Additional Stool Exclusions:

• Bowel prep < 7 days prior to stool collection.
• Oral or rectal contrast given within 7 days prior to stool collection.
• Removal of more than 50% of colon or presence of ileostomy.
• Enteral feeds or TPN.
• Diagnosis of inflammatory bowel disease.

Eligibility last updated 9/28/21. Questions regarding updates should be directed to the study team contact.

• Patient is ≥ 18 years of age.
• Patient or patient’s legal representative is willing and able to provide written informed consent.
• Patient is willing and able to comply with scheduled visits, treatment schedule, laboratory tests, and other requirements of the study.

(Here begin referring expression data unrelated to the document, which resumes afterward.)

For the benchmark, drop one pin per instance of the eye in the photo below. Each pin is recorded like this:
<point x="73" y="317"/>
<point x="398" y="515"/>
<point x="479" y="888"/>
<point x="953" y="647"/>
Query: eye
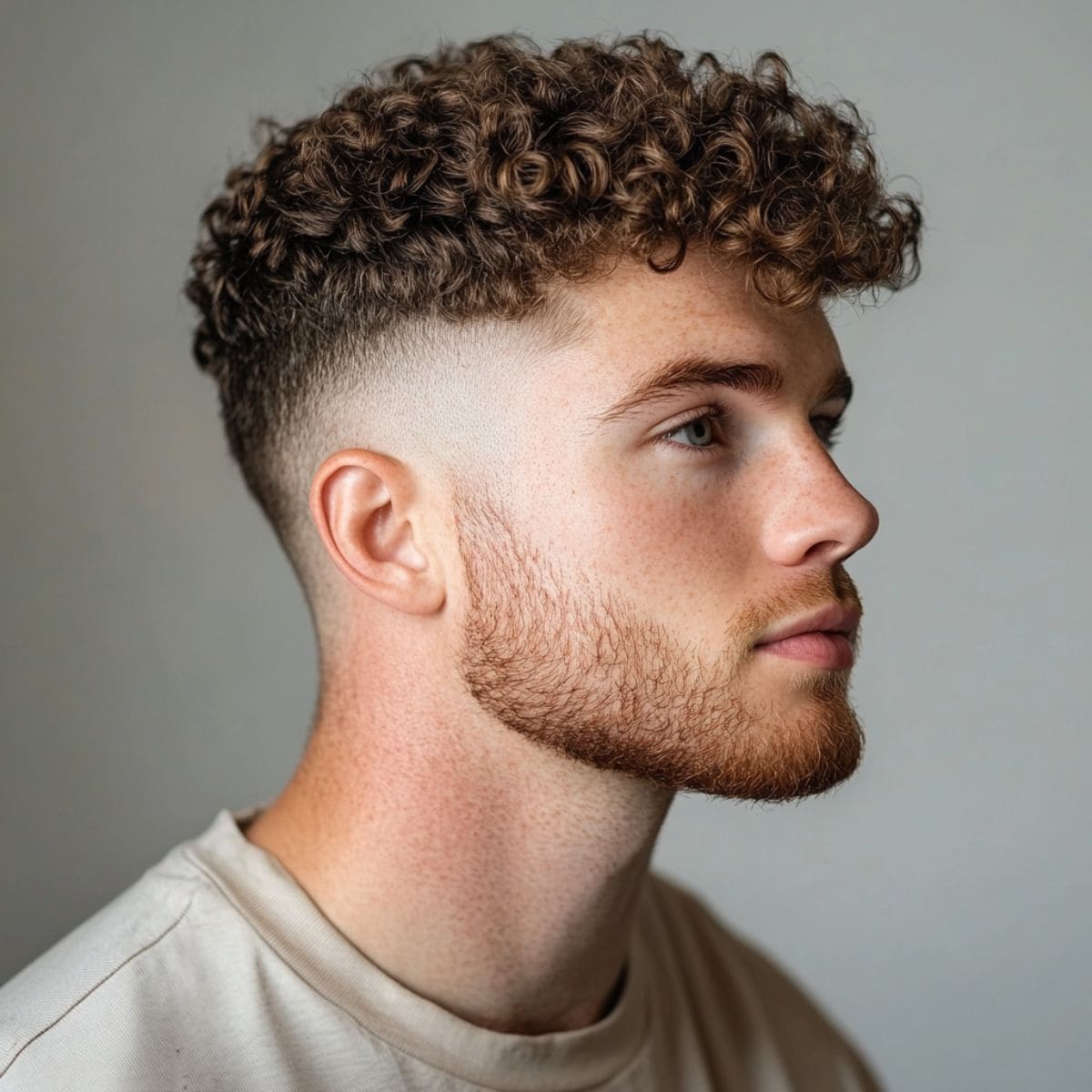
<point x="828" y="430"/>
<point x="827" y="427"/>
<point x="709" y="416"/>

• The patient must have advanced cutaneous melanoma or acral melanoma; no more than 5 patients with acral melanoma may enroll in this cohort (Cohort 1). Or, the patient must have unresectable and/or metastatic mucosal melanoma (Cohort 2).
• Patient must have received previous treatment as follows:
  • patient has received anti-PD-[L]1 therapy ± anti-CTLA-4 therapy, and ≤ 1 other prior regimen of systemic anti-neoplastic therapy;
  • patient should have experienced objective response (PR or CR) or SD as BOR to anti-PD-[L]1 therapy;
  • patients with BRAF mutations may or may not have received prior targeted therapy.

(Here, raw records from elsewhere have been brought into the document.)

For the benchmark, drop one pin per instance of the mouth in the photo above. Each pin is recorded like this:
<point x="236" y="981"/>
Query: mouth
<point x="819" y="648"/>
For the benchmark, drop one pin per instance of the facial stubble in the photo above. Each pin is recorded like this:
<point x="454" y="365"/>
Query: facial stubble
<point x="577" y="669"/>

• A patient who has received prior treatment with talimogene laherparepvec (TVEC) is allowed to enroll provided that last exposure to TVEC was ≥ 28 days prior to first exposure to nemvaleukin and that all injection-site reactions to TVEC have resolved. TVEC shall not be considered a prior regimen of systemic anti-neoplastic therapy, nor shall it be considered a systemic immunomodulatory agent.

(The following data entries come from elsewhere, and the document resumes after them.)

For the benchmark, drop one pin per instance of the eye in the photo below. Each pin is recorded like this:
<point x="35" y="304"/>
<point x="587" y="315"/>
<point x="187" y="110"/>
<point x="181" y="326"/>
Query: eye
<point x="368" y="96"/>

• Patient has at least one measurable lesion that qualifies as a target lesion based on RECIST 1.1. Tumor lesions situated in a previously irradiated area, or in an area subjected to other locoregional therapy, are not considered measurable unless there has been demonstrated progression in the lesion.
• Patient is willing to undergo a pretreatment tumor biopsy or provide qualifying archival tumor tissue. To qualify, archival tissue must have been sampled after last exposure to any systemic anti-neoplastic agent (including TVEC). Patients unable to undergo a biopsy may be enrolled if risk/benefit ratio of biopsy is considered unfavorable and/or when a biopsy would likely lead to significant delays in care. This decision must be accompanied by supporting documentation from the Investigator and performed in consultation with Medical Monitor. All pretreatment tissue must have been collected no more than 120 days prior to screening.
• Patient has recovered from the effects of any previous chemotherapy, immunotherapy, other prior systemic anticancer therapy, radiotherapy, and/or surgery (i.e., residual toxicity no worse than Grade 1 [Grade 2 treatment-associated peripheral neuropathy and/or any grade of alopecia are acceptable assuming all other inclusion criteria are met]).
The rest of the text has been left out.